When it comes to biodiversity information, incentives need to be provided to improve international sharing of data, report Tracy Irvine and Daniela Hirschfield.
A new ‘union’ of international scientific, governmental, nongovernmental and private organisations will share data on biodiversity and ecosystem services on an open source platform, whilst at the same time having their ownership of the data acknowledged, it was announced at the At the Eye on Earth Summit in Abu Dhabi (12–15 December).
Under the biodiversity special initiative that emerged from the four-day Summit on improving environmental information, proprietary data will be tracked as it is shared, so that contributing partners are recognised for the vital data collection work they do.
“The benefit to global sharing is that you add your data into it, it stays on your system, but becomes discoverable and easily consumable by any others for incorporation directly into decision-making, or further analyses,” a paper prepared by the conference working group on biodiversity said.
“Despite significant international efforts to enable and promote data sharing, the systems that do exist are often under-used and lack incentives. This results in decisions based on incomplete information, duplication of monitoring effort, and a high cost to discovery of information and data,” the paper said.
Policy-lagging biodiversity decline
National and international policies have not kept up with the increasing complexity of databanks and the ability to analyse the datasets, so that global biodiversity is declining at a faster rate than conservation efforts based on the data can be put in place.
“Barely 15 per cent of the world’s species is logged in databases today,” Julia Marton-Lefèvre, director general of the International Union for the Conservation of Nature (IUCN) told the conference, adding that it had taken “over 300,000 experts over 1000 years to put them in the catalogue of life”.
But she stressed: “It is not necessary to know everything about all the 8.7 million species living on our planet before we take action.”
“We need to listen to what the data we already have is telling us,” she said, pointing out that 41 per cent of amphibians, 13 per cent of birds, and a quarter of known mammals are in danger of extinction according to the IUCN’s Red List, which she described as a “barometer of life”.

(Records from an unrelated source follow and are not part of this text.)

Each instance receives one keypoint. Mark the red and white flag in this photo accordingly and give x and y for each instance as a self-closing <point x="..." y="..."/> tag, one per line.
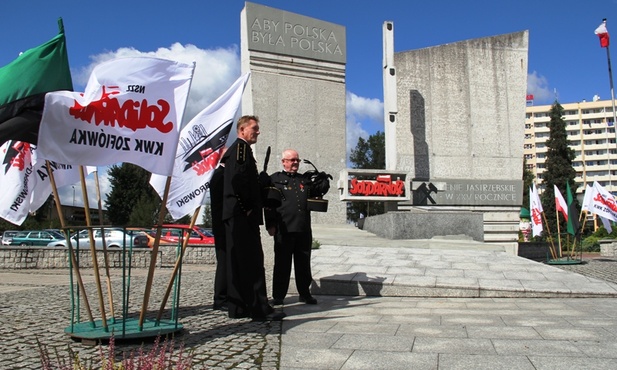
<point x="560" y="203"/>
<point x="601" y="202"/>
<point x="602" y="33"/>
<point x="131" y="111"/>
<point x="26" y="181"/>
<point x="201" y="144"/>
<point x="535" y="207"/>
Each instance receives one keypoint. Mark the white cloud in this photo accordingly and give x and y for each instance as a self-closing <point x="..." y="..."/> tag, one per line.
<point x="215" y="70"/>
<point x="359" y="111"/>
<point x="538" y="86"/>
<point x="364" y="108"/>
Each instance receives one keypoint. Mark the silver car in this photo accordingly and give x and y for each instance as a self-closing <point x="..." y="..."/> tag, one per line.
<point x="114" y="238"/>
<point x="7" y="236"/>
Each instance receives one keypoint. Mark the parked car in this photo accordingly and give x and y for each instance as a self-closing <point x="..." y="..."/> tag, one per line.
<point x="7" y="236"/>
<point x="114" y="238"/>
<point x="150" y="234"/>
<point x="39" y="238"/>
<point x="198" y="235"/>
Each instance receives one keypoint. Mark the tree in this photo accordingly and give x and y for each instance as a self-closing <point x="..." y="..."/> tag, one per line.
<point x="130" y="192"/>
<point x="368" y="154"/>
<point x="528" y="178"/>
<point x="559" y="170"/>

Jon Hutton, director of the United Nations Environment Programme’s World Conservation Monitoring Programme, told the conference the biodiversity special initiative aimed to share the best data on key natural resources to improve decision-making.

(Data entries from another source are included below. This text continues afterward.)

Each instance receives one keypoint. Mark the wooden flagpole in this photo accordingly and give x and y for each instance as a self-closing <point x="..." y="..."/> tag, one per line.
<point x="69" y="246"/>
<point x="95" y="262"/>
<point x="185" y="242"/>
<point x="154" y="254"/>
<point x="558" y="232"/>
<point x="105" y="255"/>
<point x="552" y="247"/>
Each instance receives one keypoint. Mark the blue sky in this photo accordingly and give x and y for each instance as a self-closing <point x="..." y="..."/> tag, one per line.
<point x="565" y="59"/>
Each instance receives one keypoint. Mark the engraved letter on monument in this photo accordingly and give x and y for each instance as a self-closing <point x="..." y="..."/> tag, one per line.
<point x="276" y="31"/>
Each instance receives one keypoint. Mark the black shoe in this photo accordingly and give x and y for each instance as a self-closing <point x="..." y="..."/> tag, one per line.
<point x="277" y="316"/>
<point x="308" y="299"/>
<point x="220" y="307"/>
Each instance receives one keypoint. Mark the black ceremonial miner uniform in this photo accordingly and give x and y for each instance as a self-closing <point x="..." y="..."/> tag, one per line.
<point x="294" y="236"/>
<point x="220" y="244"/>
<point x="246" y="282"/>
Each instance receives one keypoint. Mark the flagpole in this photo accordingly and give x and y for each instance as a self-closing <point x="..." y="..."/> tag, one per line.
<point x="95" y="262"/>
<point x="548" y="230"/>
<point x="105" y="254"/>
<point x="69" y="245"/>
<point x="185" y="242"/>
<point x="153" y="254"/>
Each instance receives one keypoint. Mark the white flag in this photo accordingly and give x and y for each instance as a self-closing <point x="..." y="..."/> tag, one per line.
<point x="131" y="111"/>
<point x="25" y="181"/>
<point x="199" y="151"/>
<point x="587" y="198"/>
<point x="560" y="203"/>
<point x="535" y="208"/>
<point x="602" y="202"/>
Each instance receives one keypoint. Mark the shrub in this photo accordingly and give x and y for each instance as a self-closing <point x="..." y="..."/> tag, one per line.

“The challenge we face is to create a lot of new data and to unlock what we already have — existing long term data sets are not effectively put to work for the purpose,” said Hutton.
“There are many international organisations with a great deal of information, but we need to bring it together,” he said. “One of the areas the special initiative will work on is ‘harvesting’ more data on the environmental impact of biodiversity decline,” he added.
Partners in the union with include “the main institutions leading global collation and sharing of information and data on biodiversity. Together they manage the majority of existing work and networks”, according to the conference paper.
Large global data sets on biodiversity and ecosystem services are held by a range of scientific, public and private organisations.
Incentives for sharing data would be provided for organisations that have painstakingly collected biodiversity data over many years, the conference’s working group on biodiversity agreed.
Measures include encouraging governments, funding bodies, and academic and research institutions to reward and require sharing.
Although sharing involves some costs, incentives outlined in the special initiative are not primarily financial but focus more on tools for simplifying data management
Under the data-sharing union being proposed, “you determine to what extent your resources are available to others: for example, it may default to sharing metadata only, but allow public sharing of complete dataset with a single click. You can link and keep track of your existing information and data, complementing existing cataloging tools”, the conference paper said.
Two application demonstrate the effectiveness of the suggested approach. They are Unlocking EIA (environmental impact assessment) data, and providing data for the Intergovernmental Platform on Biodiversity and Ecosystem Services (IPBES).
The Unlocking EIA project is working with the International Association of Impact Assessment (IAIA), which has published best practice guidelines for the private sector on capturing data in a standardised format.
EIA data sets are already used by government planning authorities for developing infrastructure for biodiversity management.
IPBES is encouraging increased accuracy, dissemination and coverage of biodiversity data as part of the move to include a global inventory of biodiversity and its economic value in the global Green Economy agenda for Rio+20, the United Nations Conference on Sustainable Development in Brazil in June 2012.
Although work on creating these biodiversity knowledge platforms will continue in advance of Rio+20, several speakers pointed out that existing data has not been used to secure the world’s biodiversity, despite knowledge of its decline.
“Saying to each other that we just don’t know enough, let’s keep studying, is just a delaying tactic. And lots of people are doing that about climate, too,” Marton-Lefèvre told SciDev.Net, adding that on the road to Rio+20, IUCN is prepared “to strengthen its position and the role of the environment in the governance system of the world, locally, nationally and globally, whatever can be done to not keep the environment as an isolated side subject.”
“We are making progress. However, I don’t think it is fast enough”, she added “The only thing that we cannot do is say ‘we didn’t know’, Marton-Lefèvre concluded.